Memorie di un pazzo propone nel modo più vertiginoso il tema della rappresentazione della parola orale in quanto altrui, permettendo di incrociare le riflessioni di Bachtin e di Ėjchenbaum. Il racconto è in prima persona e riproduce le pagine di un diario. L’autore Gogol’ sta quindi cercando di rappresentare un narratore, che si confronta con il problema costitutivo della forma del diario/confessione, il genere più prossimo al discorso orale, ma comunque altro rispetto all’oralità. A sua volta, quella scrittura diaristica deve progressivamente far emergere il tema della follia, ossia dell’alterità che si insinua nel cuore della stessa ragione, della norma che sottostà alla lingua stessa. La forzatura espressionista in direzione del linguaggio orale in Memorie di un pazzo si fa perciò procedimento utile a rappresentare l’alterità radicale, ossia lo scivolamento della lingua verso il proprio auto-dissolvimento, verso la negazione della propria capacità di comunicare e di costruire un mondo-in-comune.
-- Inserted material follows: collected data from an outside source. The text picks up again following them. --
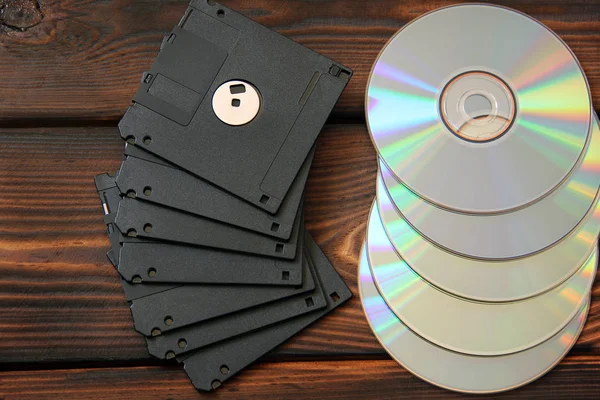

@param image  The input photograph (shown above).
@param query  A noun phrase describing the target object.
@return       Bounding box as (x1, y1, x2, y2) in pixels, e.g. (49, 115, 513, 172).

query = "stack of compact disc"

(361, 4, 600, 394)
(93, 0, 353, 391)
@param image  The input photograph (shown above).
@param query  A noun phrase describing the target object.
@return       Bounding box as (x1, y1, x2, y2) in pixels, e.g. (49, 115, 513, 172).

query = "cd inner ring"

(439, 71, 516, 143)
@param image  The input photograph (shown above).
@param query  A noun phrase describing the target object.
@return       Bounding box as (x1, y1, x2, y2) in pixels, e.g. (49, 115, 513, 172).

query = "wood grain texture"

(1, 125, 600, 367)
(0, 0, 599, 122)
(1, 0, 600, 397)
(3, 356, 600, 399)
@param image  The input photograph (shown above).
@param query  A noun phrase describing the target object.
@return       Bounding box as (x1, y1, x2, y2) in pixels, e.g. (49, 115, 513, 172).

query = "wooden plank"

(2, 356, 600, 399)
(1, 125, 600, 364)
(1, 0, 599, 122)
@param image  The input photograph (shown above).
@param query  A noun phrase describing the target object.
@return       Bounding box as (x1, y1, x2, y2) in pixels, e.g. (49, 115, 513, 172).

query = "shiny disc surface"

(379, 115, 600, 259)
(376, 169, 600, 302)
(359, 244, 590, 394)
(366, 4, 591, 214)
(366, 201, 597, 355)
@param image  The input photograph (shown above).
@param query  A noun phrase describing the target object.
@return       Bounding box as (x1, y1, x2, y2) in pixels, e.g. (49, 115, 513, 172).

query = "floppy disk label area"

(134, 22, 234, 126)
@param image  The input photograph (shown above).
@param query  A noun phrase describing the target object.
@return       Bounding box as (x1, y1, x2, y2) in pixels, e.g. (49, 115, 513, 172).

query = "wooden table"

(1, 1, 599, 398)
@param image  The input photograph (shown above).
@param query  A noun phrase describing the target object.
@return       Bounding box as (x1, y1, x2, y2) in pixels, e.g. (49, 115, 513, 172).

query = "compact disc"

(366, 201, 597, 355)
(379, 114, 600, 260)
(366, 4, 591, 214)
(376, 172, 600, 302)
(359, 244, 589, 394)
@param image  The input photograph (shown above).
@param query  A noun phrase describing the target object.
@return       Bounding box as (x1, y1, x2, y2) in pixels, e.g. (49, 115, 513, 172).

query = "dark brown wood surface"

(1, 0, 599, 398)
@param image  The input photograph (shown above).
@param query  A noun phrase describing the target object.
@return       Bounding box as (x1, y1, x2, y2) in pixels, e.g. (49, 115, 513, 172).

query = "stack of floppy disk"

(94, 0, 352, 391)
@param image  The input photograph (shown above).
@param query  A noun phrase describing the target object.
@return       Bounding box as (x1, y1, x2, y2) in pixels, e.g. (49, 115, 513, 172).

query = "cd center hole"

(464, 94, 492, 120)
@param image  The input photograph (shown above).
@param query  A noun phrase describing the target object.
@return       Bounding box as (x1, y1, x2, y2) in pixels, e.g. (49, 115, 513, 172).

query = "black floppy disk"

(117, 144, 313, 240)
(145, 257, 327, 359)
(179, 233, 353, 391)
(96, 173, 304, 286)
(114, 197, 302, 259)
(119, 0, 352, 213)
(118, 238, 304, 286)
(128, 251, 315, 337)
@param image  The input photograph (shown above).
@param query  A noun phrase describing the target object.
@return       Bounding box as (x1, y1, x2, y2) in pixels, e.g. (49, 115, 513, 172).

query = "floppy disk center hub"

(212, 80, 261, 126)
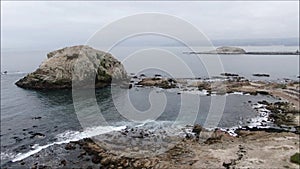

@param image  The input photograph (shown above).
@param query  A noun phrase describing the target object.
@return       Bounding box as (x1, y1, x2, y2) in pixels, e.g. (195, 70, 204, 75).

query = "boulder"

(15, 45, 128, 89)
(192, 124, 203, 135)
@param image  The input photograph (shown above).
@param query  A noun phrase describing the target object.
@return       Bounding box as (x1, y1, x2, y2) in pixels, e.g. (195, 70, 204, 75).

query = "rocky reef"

(15, 45, 128, 89)
(137, 77, 177, 89)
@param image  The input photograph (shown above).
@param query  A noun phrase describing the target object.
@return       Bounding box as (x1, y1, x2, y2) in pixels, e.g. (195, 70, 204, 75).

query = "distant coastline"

(184, 46, 300, 55)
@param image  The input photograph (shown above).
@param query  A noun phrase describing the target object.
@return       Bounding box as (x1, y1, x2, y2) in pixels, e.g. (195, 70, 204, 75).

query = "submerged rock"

(29, 132, 45, 139)
(15, 45, 128, 89)
(220, 72, 239, 77)
(252, 73, 270, 77)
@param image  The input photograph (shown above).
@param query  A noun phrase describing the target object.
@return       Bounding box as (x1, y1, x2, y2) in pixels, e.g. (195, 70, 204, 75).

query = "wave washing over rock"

(15, 45, 128, 89)
(7, 120, 185, 163)
(10, 125, 127, 162)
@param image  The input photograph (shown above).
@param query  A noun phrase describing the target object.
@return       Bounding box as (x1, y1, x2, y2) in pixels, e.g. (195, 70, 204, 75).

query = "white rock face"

(16, 45, 128, 89)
Ma questa negazione è per Gogol’ il contraccolpo rispetto alla lingua standardizzata, corrispettivo della vita amministrata e burocratizzata. La traduzione di Serena Vitale, rispetto a quella classica di Landolfi, tende ad ammorbidire la crudezza della lingua gogoliana, alcune forzature lessicali e sintattiche, ma il gorgo nel quale Gogol’ ci spinge a guardare rimane quello, il ghigno comico che si apre alla dissoluzione di ogni regola e realtà. Il gorgo del grottesco dionisiaco, nel quale proviamo tenerezza per le torture contro il corpo abbandonato a sé stesso di un povero impiegato e poi, con un movimento subitaneo, sorridiamo nonostante quella sofferenza, perché quel “matto” rivolge le sue ultime parole al bitorzolo sotto il naso del dey di Algeri.

Riferimenti bibliografici
M. Bachtin, Estetica e romanzo,  trad. it. Einaudi, Torino 1979.
N. Berdjaev, Gli spiriti della rivoluzione russa, a cura di M. Martini, Bruno Mondadori, Milano 2001.
F. Dostoevskij, Memorie dal sottosuolo, trad. it. Bompiani, Milano 2012.
B. Ėjchenbaum, Com’è fatto «Il cappotto» di Gogol’, in I formalisti russi. Teoria della letteratura e metodo critico,  a cura di T. Todorov, Einaudi, Torino 1968.
N. Gogol’, Racconti di Pietroburgo, traduzione di T. Landolfi, Rizzoli, Milano 1941.
F. Nietzsche, Così parlò Zarathustra, a cura di G. Colli e M. Montinari, Adelphi, Milano 1968.
A. Puškin, Il cavaliere di bronzo, in Id., Poemi e liriche,  a cura di T. Landolfi, Einaudi, Torino 1982.

Nikolaj Gogol’, Memorie di un pazzo, a cura di Serena Vitale, Adelphi, Milano 2024.